File photo Photograph:( Reuters )
The amount is more than 300 per cent of what was transferred last year.
1. The Reserve Bank of India (RBI) has approved the surplus transfer of Rs 1,76,051 crore to the central government. Out of the total sum, Rs 1,23,414 crore was the surplus from the year 2018-2019 and Rs 52, 637 was from the surplus reserves, identified by the committee as per the revised Economic Capital Framework (ECF).
2. The amount is more than 300 per cent of what was transferred last year. The central bank had transferred Rs 50,000 crore in 2017-18
3. Rs 28,000 crore has already been paid as an interim dividend in the previous financial year. Thus, Rs 95000 crore remains to be transferred this fiscal.
4. In simple terms, RBI is sharing a one-time profit with the Indian government. The RBI earns profits through various means including interest on securities held and currency swaps i.e when one nation's currency is used in place of the dollar by another country. Here the RBI provides the Indian Rupee to be used as swap against foreign currencies
5. The top bank's decision is in line with the recommendations of the Bimal Jalan Committee. The committee, in December 2018, tried to find out if the central bank has excess reserves that can be transferred to the Indian government. The committee made observation that economic capital should be between 20 to 24.5 per cent of RBI balance sheet.
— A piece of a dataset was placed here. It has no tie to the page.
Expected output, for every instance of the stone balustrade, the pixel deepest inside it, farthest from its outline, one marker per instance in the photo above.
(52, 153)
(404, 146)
It was 23.3 per cent in June 2019 proving that RBI was one of the most resilient central banks when it comes to the economic capital or keeping reserves
6. According to the RBI Act, the central government may give such directions to the central bank in the public interest, after consultation with the Governor of the bank. Subject to any such directions, the general superintendence and direction of the affairs and business of the Bank shall be entrusted to a Central Board of Directors which may exercise all powers and do all acts and things which may be exercised or done by the Bank
7. The Indian government can use this surplus money in many ways including maintaining a fiscal deficit target of 3 per cent of GDP. The 'windfall' can also be used to solve the liquidity crisis behind the current slowdown. Also, the government can increase public investments on welfare schemes and infrastructure development. Government-owned banks can be recapitalised and the excess money can also compensate the government for the low GST collections this year.